Welcome to Geeklog, Anonymous Sunday, December 22 2024 @ 06:57 am EST
Geeklog Forums
Geeklog Handling of Two-Byte Characters in RSS feeds
alank
Anonymous
The Geeklog installation, in question, is the latest security release of 1.5.2. However, the issue has been present in previous iterations and versions.
What is called in Geeklog, Content Syndication, has a character limit; the default limit is 150 characters. In Geeklog, a character is deemed one byte, it seems. However, a character set could have characters that are two bytes long. The potential to break two-byte characters is inherent in this apparent scheme. A broken character tends to break feed readers.

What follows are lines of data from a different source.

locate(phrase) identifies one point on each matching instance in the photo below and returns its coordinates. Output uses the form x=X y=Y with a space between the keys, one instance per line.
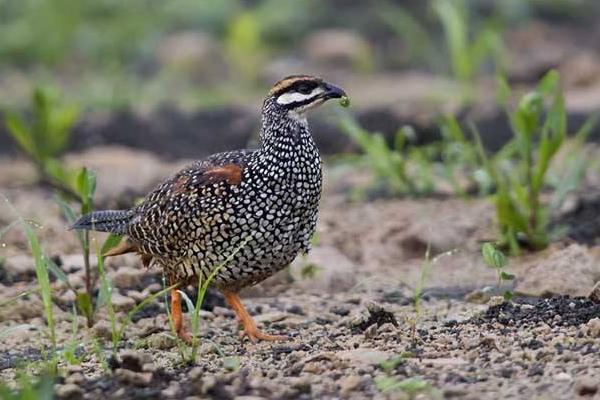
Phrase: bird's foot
x=250 y=329
x=255 y=334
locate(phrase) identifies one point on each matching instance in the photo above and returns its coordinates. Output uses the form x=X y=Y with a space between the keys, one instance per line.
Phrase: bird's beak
x=333 y=92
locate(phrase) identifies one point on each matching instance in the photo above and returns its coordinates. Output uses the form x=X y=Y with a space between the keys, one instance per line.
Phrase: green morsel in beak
x=345 y=101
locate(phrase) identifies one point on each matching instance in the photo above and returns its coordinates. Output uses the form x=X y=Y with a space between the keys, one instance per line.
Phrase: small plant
x=46 y=137
x=85 y=187
x=494 y=258
x=411 y=386
x=391 y=164
x=466 y=55
x=519 y=169
x=29 y=388
x=426 y=266
x=194 y=309
x=469 y=45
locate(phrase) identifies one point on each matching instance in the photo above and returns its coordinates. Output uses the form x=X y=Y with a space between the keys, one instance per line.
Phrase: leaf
x=57 y=272
x=503 y=90
x=59 y=130
x=493 y=257
x=505 y=276
x=111 y=241
x=85 y=305
x=22 y=135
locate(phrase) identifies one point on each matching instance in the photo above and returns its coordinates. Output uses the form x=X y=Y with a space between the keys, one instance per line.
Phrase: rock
x=595 y=293
x=172 y=391
x=133 y=360
x=363 y=356
x=69 y=391
x=77 y=378
x=339 y=48
x=563 y=377
x=19 y=268
x=592 y=328
x=161 y=341
x=128 y=277
x=571 y=271
x=102 y=329
x=121 y=303
x=132 y=377
x=587 y=386
x=324 y=269
x=349 y=384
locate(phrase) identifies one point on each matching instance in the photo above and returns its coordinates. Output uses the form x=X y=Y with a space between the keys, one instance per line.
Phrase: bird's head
x=297 y=94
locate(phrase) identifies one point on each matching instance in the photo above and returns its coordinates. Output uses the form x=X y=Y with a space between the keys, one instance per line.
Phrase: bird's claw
x=256 y=334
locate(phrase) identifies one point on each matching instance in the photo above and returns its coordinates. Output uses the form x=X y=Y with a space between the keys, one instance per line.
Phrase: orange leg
x=246 y=320
x=178 y=316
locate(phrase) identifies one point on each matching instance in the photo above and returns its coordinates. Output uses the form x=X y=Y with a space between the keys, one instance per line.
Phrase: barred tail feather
x=113 y=221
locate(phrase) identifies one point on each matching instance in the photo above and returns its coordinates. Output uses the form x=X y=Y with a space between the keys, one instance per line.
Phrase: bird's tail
x=114 y=221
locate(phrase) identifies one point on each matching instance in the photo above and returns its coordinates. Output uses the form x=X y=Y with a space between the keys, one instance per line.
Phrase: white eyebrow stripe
x=293 y=97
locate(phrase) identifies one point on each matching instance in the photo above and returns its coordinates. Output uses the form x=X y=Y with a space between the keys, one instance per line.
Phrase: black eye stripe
x=304 y=88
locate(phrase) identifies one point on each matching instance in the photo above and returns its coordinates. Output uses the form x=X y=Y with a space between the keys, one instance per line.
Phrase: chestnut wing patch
x=230 y=173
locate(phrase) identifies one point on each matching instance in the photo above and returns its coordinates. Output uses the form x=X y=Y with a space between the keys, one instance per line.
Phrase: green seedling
x=46 y=137
x=519 y=170
x=85 y=187
x=494 y=258
x=426 y=266
x=345 y=101
x=29 y=388
x=194 y=309
x=411 y=386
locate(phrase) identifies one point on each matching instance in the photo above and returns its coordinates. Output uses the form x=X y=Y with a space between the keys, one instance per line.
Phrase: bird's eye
x=304 y=89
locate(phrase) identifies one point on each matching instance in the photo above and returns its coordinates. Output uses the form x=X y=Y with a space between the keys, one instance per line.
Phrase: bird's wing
x=184 y=208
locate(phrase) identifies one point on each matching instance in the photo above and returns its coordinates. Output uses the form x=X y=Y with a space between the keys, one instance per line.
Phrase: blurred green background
x=111 y=54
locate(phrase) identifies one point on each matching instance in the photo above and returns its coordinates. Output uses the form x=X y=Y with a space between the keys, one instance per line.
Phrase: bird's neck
x=287 y=133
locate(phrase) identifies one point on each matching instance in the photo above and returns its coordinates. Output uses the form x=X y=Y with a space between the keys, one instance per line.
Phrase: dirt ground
x=353 y=328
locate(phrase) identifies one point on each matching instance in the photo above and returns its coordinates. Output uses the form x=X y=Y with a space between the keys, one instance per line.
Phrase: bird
x=247 y=212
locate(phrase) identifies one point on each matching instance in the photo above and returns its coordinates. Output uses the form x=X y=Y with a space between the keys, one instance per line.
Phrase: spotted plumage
x=261 y=203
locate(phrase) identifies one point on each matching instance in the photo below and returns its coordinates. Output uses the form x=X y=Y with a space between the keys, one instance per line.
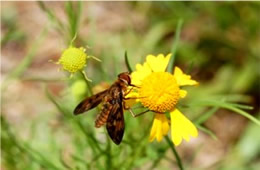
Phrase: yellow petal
x=183 y=79
x=158 y=63
x=160 y=127
x=181 y=127
x=183 y=93
x=131 y=99
x=141 y=72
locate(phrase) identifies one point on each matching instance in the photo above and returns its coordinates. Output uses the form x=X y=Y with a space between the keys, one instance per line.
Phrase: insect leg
x=139 y=114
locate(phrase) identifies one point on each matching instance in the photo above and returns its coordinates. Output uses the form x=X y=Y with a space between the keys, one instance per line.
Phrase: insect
x=113 y=106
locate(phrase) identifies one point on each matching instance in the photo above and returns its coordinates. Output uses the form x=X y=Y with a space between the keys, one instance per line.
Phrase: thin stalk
x=178 y=159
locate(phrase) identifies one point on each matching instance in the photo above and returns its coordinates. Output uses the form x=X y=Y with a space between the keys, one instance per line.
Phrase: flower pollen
x=73 y=59
x=159 y=92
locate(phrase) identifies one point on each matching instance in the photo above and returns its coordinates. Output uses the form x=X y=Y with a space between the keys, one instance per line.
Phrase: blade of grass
x=175 y=45
x=206 y=116
x=227 y=106
x=127 y=63
x=206 y=130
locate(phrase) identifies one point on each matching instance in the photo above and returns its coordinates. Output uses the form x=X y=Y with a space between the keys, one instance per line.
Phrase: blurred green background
x=219 y=46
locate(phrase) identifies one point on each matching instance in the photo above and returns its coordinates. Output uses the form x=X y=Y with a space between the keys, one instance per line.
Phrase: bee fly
x=111 y=112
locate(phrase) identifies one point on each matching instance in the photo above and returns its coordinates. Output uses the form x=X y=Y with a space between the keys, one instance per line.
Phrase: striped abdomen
x=102 y=117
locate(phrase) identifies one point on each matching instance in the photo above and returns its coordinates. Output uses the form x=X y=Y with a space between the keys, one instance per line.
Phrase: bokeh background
x=219 y=46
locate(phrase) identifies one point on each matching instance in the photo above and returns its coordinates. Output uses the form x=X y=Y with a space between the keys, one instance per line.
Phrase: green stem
x=178 y=159
x=88 y=85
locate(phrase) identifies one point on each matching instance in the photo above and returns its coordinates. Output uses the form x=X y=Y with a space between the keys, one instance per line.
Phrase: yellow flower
x=73 y=59
x=160 y=92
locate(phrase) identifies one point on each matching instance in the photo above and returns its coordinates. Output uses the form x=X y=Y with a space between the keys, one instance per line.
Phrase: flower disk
x=73 y=59
x=159 y=92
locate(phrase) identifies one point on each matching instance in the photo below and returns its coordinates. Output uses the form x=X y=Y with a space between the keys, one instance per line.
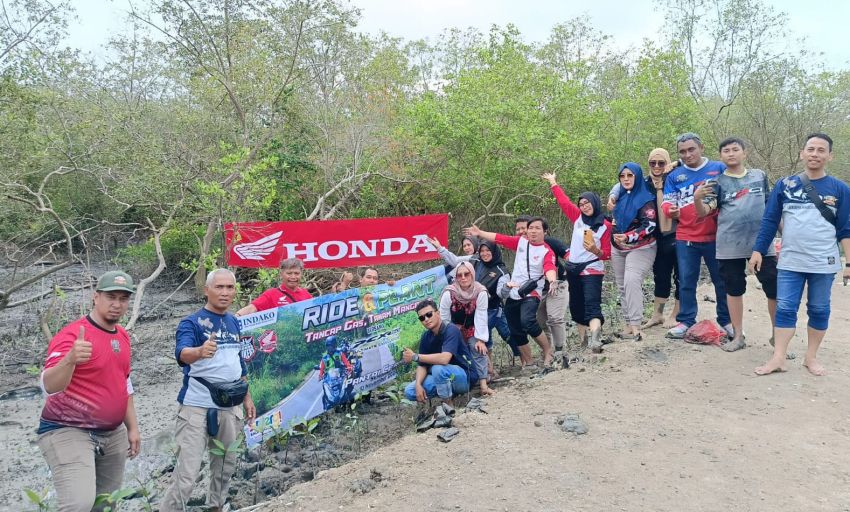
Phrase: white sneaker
x=730 y=332
x=678 y=332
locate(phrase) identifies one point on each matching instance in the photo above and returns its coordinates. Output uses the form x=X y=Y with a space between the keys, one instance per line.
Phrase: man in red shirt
x=88 y=425
x=289 y=291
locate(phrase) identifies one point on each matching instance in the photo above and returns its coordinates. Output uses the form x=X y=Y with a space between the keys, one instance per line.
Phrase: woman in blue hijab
x=633 y=244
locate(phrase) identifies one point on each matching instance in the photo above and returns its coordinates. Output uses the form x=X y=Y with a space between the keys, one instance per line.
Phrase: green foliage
x=39 y=500
x=111 y=502
x=178 y=245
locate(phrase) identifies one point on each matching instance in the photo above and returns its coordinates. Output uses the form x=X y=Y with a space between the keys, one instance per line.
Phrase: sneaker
x=733 y=346
x=595 y=344
x=678 y=332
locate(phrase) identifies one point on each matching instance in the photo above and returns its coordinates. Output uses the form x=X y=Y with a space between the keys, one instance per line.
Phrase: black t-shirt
x=448 y=340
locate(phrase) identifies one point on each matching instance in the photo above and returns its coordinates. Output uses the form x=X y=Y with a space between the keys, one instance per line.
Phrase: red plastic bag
x=706 y=332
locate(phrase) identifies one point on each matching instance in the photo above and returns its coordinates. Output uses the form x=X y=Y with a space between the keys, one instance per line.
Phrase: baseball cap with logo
x=115 y=280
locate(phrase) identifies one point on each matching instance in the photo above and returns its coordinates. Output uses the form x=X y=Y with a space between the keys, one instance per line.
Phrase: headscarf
x=494 y=250
x=631 y=201
x=658 y=154
x=474 y=242
x=469 y=294
x=598 y=218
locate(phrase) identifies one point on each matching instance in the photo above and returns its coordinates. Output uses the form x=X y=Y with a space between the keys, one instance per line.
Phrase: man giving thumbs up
x=88 y=425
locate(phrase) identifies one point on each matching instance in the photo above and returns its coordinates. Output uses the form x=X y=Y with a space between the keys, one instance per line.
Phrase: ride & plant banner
x=311 y=356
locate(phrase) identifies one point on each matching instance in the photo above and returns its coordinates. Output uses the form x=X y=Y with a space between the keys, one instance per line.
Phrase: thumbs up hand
x=209 y=347
x=81 y=350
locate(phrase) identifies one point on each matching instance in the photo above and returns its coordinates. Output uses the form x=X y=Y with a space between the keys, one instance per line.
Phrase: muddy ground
x=671 y=427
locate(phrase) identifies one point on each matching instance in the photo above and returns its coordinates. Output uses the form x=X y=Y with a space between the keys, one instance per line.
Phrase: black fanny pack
x=227 y=394
x=577 y=268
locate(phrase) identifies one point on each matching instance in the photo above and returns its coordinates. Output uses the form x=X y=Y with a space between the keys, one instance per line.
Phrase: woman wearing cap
x=465 y=302
x=589 y=246
x=633 y=241
x=666 y=265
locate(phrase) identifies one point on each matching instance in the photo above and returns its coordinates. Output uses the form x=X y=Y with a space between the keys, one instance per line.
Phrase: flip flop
x=652 y=323
x=775 y=370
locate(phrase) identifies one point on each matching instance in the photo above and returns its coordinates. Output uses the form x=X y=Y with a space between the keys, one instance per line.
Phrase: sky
x=823 y=24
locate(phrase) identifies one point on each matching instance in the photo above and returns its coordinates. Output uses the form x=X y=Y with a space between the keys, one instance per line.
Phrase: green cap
x=115 y=280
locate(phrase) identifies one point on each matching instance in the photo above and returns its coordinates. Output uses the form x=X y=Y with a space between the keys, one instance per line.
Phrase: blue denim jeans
x=789 y=291
x=689 y=255
x=496 y=319
x=444 y=381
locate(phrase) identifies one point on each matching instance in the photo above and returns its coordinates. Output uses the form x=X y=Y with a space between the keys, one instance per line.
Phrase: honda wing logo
x=260 y=249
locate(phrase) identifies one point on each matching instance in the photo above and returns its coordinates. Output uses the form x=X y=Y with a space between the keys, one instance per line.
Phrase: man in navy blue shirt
x=208 y=348
x=809 y=255
x=444 y=363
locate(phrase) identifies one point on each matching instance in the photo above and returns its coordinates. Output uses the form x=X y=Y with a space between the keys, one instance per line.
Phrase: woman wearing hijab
x=469 y=246
x=665 y=266
x=633 y=241
x=465 y=303
x=589 y=246
x=491 y=272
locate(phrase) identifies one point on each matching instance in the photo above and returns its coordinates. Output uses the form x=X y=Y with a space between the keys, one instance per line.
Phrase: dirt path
x=671 y=427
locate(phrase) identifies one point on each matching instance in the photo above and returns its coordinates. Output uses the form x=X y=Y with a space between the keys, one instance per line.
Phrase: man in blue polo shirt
x=695 y=235
x=444 y=362
x=815 y=212
x=208 y=350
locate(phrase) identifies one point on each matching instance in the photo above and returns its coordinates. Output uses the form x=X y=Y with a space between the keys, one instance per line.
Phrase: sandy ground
x=672 y=427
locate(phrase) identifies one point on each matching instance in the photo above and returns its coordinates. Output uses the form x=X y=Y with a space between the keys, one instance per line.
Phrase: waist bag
x=227 y=394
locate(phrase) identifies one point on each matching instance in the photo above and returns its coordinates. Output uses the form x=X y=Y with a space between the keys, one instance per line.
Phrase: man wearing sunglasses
x=444 y=363
x=695 y=235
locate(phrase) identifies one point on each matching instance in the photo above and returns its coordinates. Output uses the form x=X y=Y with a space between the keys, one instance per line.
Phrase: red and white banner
x=336 y=243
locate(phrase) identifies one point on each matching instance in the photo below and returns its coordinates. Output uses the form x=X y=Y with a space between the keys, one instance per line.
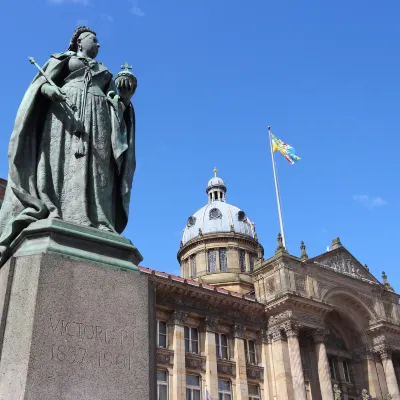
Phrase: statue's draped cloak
x=24 y=203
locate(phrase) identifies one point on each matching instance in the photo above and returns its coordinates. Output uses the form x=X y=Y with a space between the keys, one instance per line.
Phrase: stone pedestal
x=75 y=326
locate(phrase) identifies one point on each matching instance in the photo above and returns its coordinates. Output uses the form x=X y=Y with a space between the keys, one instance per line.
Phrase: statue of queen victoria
x=72 y=150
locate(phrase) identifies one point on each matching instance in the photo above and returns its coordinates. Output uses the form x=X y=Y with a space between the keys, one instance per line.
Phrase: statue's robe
x=45 y=177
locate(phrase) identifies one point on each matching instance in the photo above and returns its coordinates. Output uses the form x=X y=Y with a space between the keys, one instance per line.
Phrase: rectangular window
x=162 y=385
x=193 y=388
x=193 y=265
x=250 y=350
x=346 y=371
x=221 y=341
x=332 y=367
x=161 y=334
x=242 y=260
x=251 y=263
x=191 y=340
x=223 y=264
x=212 y=261
x=254 y=392
x=224 y=390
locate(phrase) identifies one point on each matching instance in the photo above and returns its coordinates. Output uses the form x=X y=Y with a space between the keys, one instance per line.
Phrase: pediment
x=343 y=262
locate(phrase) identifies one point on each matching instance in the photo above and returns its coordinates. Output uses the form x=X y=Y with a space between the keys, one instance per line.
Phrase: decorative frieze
x=276 y=333
x=164 y=358
x=195 y=362
x=210 y=324
x=226 y=367
x=292 y=329
x=254 y=372
x=178 y=317
x=319 y=335
x=279 y=318
x=238 y=331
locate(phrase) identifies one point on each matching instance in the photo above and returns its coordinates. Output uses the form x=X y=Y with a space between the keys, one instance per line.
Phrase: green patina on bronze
x=72 y=163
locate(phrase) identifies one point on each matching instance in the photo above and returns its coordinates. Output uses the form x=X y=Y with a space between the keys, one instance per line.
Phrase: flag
x=207 y=395
x=286 y=150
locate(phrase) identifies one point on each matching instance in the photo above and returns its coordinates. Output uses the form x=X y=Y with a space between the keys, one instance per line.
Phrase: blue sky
x=212 y=75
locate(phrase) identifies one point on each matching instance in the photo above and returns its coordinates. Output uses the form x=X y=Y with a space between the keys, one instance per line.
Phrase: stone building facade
x=237 y=326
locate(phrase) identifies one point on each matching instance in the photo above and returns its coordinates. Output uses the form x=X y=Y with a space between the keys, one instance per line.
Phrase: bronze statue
x=72 y=150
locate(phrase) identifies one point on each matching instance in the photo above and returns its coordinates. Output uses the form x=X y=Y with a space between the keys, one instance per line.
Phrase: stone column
x=391 y=380
x=296 y=366
x=280 y=354
x=178 y=381
x=371 y=374
x=242 y=390
x=210 y=352
x=267 y=364
x=323 y=365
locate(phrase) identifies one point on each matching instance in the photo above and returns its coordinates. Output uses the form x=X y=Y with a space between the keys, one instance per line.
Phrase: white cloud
x=370 y=201
x=135 y=9
x=59 y=2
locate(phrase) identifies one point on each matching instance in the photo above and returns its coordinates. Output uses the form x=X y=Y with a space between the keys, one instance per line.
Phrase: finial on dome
x=304 y=255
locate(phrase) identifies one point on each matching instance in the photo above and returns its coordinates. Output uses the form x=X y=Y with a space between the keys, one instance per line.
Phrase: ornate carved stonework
x=319 y=335
x=337 y=393
x=276 y=333
x=195 y=362
x=279 y=318
x=271 y=289
x=210 y=324
x=207 y=308
x=178 y=317
x=254 y=372
x=226 y=367
x=263 y=337
x=311 y=318
x=163 y=358
x=292 y=329
x=365 y=395
x=383 y=351
x=238 y=331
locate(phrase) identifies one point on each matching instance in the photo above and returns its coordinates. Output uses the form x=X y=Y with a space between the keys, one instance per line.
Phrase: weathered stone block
x=71 y=329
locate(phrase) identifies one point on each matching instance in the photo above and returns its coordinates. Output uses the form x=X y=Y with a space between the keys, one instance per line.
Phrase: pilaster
x=323 y=365
x=385 y=353
x=210 y=352
x=267 y=364
x=242 y=391
x=178 y=381
x=296 y=366
x=282 y=372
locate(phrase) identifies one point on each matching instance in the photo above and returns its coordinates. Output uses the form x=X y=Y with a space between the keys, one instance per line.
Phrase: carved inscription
x=90 y=345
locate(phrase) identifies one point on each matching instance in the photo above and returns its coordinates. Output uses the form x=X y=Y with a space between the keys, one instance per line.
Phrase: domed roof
x=217 y=215
x=215 y=181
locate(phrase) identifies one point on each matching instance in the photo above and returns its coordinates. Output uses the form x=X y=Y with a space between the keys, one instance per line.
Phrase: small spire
x=336 y=243
x=304 y=255
x=386 y=283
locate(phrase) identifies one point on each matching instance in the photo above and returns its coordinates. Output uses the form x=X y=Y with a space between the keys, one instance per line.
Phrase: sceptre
x=49 y=80
x=71 y=107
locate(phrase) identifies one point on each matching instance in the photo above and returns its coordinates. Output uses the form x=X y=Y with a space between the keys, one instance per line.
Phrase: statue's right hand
x=54 y=93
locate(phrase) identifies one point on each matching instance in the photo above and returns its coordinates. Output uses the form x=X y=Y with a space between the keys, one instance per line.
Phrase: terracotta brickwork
x=308 y=329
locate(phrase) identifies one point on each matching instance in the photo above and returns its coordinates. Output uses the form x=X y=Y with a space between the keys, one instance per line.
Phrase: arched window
x=215 y=213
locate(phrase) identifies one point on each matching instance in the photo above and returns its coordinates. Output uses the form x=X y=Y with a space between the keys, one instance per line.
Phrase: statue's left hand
x=125 y=89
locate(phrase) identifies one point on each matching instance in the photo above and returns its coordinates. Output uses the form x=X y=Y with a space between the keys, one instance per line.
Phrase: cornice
x=213 y=237
x=299 y=303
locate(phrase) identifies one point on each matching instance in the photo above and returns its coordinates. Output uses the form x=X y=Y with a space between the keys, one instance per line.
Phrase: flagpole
x=278 y=197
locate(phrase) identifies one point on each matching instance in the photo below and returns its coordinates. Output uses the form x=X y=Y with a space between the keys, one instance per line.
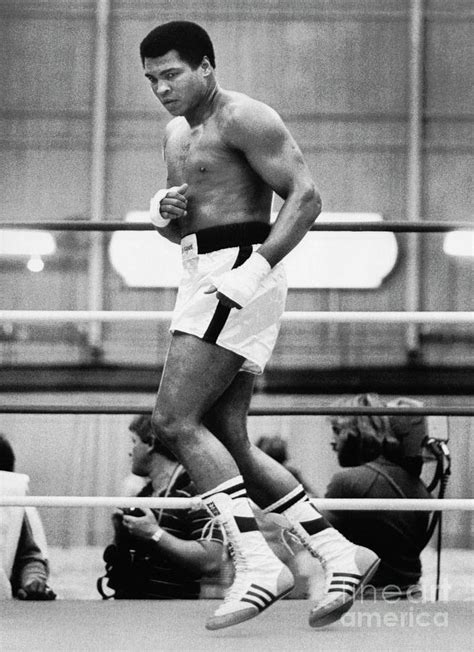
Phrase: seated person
x=159 y=553
x=375 y=448
x=24 y=568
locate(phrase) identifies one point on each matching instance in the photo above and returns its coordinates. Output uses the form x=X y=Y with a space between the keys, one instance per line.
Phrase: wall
x=337 y=71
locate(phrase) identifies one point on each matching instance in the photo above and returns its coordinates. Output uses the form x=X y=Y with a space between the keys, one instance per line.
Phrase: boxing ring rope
x=346 y=504
x=348 y=317
x=296 y=410
x=393 y=226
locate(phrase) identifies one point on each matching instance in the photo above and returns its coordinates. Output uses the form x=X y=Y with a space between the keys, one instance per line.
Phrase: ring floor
x=179 y=625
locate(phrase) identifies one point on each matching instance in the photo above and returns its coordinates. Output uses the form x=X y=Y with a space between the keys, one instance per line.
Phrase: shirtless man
x=226 y=154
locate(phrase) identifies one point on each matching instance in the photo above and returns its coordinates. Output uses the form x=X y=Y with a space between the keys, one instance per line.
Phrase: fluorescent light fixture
x=342 y=259
x=35 y=264
x=459 y=243
x=323 y=260
x=144 y=258
x=19 y=242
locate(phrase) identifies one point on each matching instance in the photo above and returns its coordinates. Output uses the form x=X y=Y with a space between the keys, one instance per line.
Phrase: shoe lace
x=209 y=528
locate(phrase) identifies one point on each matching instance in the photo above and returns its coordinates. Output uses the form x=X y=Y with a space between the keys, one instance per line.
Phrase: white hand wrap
x=158 y=534
x=241 y=284
x=155 y=215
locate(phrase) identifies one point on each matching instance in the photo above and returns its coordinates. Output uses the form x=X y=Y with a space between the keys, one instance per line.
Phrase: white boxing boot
x=347 y=567
x=260 y=577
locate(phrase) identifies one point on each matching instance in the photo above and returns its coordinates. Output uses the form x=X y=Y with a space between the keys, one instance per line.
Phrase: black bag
x=126 y=573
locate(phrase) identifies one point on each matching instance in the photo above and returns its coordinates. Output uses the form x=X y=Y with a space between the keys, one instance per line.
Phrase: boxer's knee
x=171 y=430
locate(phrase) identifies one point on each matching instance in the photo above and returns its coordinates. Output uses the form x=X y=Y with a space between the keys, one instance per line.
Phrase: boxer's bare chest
x=192 y=154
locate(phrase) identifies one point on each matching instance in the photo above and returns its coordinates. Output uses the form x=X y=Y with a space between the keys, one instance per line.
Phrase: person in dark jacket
x=382 y=458
x=29 y=573
x=160 y=553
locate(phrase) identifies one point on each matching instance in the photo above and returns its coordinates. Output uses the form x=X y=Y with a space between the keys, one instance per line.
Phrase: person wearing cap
x=381 y=457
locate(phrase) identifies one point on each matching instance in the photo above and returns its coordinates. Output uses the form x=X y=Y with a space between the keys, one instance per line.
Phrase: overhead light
x=459 y=243
x=341 y=259
x=144 y=258
x=35 y=264
x=28 y=242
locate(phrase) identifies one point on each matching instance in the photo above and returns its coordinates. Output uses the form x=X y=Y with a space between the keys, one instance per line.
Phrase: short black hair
x=143 y=428
x=190 y=40
x=7 y=456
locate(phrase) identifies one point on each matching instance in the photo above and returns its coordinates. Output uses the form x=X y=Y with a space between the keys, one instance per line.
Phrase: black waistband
x=231 y=235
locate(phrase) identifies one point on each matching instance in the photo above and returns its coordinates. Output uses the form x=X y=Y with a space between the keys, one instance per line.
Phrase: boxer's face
x=175 y=83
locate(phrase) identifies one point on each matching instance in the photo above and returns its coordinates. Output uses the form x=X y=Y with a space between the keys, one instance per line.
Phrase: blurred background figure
x=24 y=569
x=383 y=458
x=160 y=553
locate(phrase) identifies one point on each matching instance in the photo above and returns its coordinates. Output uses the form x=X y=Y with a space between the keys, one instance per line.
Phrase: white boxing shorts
x=251 y=332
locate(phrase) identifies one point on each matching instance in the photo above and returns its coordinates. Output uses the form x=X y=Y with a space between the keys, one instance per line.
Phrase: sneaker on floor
x=260 y=577
x=343 y=586
x=347 y=568
x=250 y=594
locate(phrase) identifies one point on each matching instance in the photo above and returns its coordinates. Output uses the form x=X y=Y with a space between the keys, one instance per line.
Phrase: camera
x=133 y=511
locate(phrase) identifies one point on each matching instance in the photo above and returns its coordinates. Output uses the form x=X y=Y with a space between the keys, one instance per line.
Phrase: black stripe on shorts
x=222 y=312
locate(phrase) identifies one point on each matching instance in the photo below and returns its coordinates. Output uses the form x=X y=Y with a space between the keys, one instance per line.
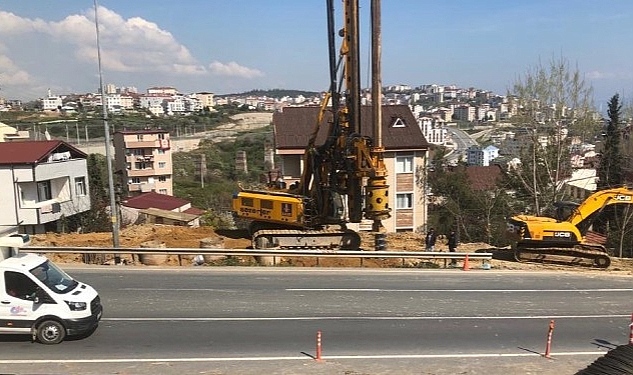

Perhaps there's a way to change a feed reader so that it can manage the issue on the client side. However, I am wondering if there's something that could be done on the server side to prevent Geeklog from serving feeds with broken characters.
Any thoughts? Thanks.
What is called in Geeklog, Content Syndication, has a character limit; the default limit is 150 characters. In Geeklog, a character is deemed one byte, it seems. However, a character set could have characters that are two bytes long. The potential to break two-byte characters is inherent in this apparent scheme. A broken character tends to break feed readers.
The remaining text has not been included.